Le déficit sélectif en anticorps avec immunoglobulines normales est caractérisé par une réponse inadéquate à certains types d’antigènes (substances étrangères à l’organisme), mais pas à d’autres, même si les personnes concernées ont des taux d’anticorps (immunoglobulines) normaux ou presque normaux.

  • Les personnes présentant un déficit sélectif en anticorps avec immunoglobulines normales ont de fréquentes infections des sinus et des poumons.

  • Les médecins diagnostiquent ce trouble en mesurant les taux d’immunoglobulines dans le sang et en évaluant la réponse de la personne aux vaccins.

  • Le traitement comprend la vaccination avec le vaccin pneumococcique conjugué, des antibiotiques pour prévenir les infections et parfois des immunoglobulines.

Le déficit sélectif en anticorps avec immunoglobulines normales est un déficit immunitaire primitif. Il fait partie des immunodéficiences responsables de fréquentes infections des sinus et des poumons les plus communes. Les personnes atteintes de ce trouble produisent une réponse immunitaire inadéquate lors de l’administration de certains vaccins (appelés vaccins polysaccharidiques), tels que l’une des formes du vaccin pneumococcique.

Les vaccins agissent parce qu’ils contiennent des antigènes de la bactérie ou du virus contre laquelle ou lequel ils protègent. Normalement, le système immunitaire de l’organisme réagit à un vaccin en produisant des substances (telles que des anticorps) et en mobilisant les globules blancs qui reconnaissent et/ou attaquent la bactérie ou le virus spécifique contenu dans le vaccin. Par la suite, chaque fois que la personne vaccinée sera exposée à cette bactérie ou à ce virus spécifique, son système immunitaire produira automatiquement ces anticorps et agira d’autres façons pour prévenir ou atténuer la maladie. Les personnes présentant un déficit sélectif en anticorps ne produisent pas d’anticorps en réponse aux vaccins polysaccharidiques.

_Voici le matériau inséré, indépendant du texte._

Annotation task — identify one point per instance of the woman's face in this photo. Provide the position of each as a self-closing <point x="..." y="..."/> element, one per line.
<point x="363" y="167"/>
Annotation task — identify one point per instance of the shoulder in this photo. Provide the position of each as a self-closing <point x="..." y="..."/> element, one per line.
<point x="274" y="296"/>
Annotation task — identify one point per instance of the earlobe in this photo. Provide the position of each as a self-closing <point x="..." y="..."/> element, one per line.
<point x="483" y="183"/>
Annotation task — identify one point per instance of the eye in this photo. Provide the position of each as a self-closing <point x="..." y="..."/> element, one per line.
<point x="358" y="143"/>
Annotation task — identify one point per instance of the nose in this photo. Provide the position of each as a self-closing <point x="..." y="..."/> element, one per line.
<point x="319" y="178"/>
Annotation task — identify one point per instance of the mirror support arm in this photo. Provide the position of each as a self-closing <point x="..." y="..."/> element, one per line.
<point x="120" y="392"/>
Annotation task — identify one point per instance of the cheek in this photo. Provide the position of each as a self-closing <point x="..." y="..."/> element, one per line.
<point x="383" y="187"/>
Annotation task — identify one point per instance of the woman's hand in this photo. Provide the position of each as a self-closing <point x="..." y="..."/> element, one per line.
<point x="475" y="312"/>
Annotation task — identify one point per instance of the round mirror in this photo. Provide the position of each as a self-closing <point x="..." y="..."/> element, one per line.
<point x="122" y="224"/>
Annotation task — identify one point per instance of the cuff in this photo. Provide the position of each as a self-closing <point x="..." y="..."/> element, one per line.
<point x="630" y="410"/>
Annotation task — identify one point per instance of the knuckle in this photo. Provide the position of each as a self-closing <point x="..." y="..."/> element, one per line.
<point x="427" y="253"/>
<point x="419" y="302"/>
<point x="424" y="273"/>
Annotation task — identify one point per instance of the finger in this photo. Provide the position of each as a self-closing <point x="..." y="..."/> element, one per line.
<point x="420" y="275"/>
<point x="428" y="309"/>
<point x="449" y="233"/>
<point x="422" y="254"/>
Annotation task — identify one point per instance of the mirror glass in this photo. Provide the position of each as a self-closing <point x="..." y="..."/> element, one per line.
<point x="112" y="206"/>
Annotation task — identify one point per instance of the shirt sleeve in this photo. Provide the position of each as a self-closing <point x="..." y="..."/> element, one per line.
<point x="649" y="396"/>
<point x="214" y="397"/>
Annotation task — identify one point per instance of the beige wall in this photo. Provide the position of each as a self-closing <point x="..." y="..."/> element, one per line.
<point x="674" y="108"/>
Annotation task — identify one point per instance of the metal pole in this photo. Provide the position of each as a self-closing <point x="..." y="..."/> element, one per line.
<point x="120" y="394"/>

Elles souffrent de nombreuses infections des sinus et des poumons, et présentent parfois des symptômes d’allergies, comme un écoulement et une congestion du nez (rhinite) de manière chronique, une éruption cutanée, et de l’asthme. La gravité du trouble varie.

Certains enfants présentent une forme du trouble qui se résout spontanément avec le temps.

Diagnostic

  • Des analyses de sang pour mesurer les taux d’immunoglobulines et évaluer la réponse aux vaccins

Les enfants de moins de 2 ans ne font pas l’objet de dépistage pour ce trouble, car les jeunes enfants en bonne santé peuvent avoir de fréquentes infections des sinus et des poumons et une réponse faible à certains vaccins.

Le dépistage comprend des analyses de sang pour mesurer les taux d’immunoglobulines et évaluer leur production par l’organisme en réponse aux vaccins. Un taux normal d’anticorps et une réponse inadéquate à certains vaccins confirment le diagnostic.

Traitement

  • Vaccination par le vaccin pneumococcique conjugué

  • Des antibiotiques pour traiter les infections

  • Parfois, des immunoglobulines

Dans le cadre des vaccinations infantiles systématiques, les enfants sont vaccinés avec le vaccin pneumococcique conjugué pour prévenir les infections pneumococciques. Les enfants atteints de déficit sélectif en anticorps avec immunoglobulines normales réagissent à ce vaccin, qui est différent du vaccin polysaccharidique contre le pneumocoque.

Les infections des sinus et des poumons ainsi que les symptômes d’allergies sont traités. Parfois, lorsque les infections continuent à se reproduire après traitement, le médecin prescrit des antibiotiques (par exemple, amoxicilline et triméthoprime/sulfaméthoxazole) pour prévenir les infections récidivantes.

Dans de rares cas, lorsque les infections récidivent fréquemment malgré l’utilisation de ces antibiotiques, des immunoglobulines (anticorps provenant du sang de personnes dont le système immunitaire est normal) sont administrées en injections. Les immunoglobulines peuvent être administrées dans une veine (en intraveineuse) ou sous la peau (en sous-cutanée).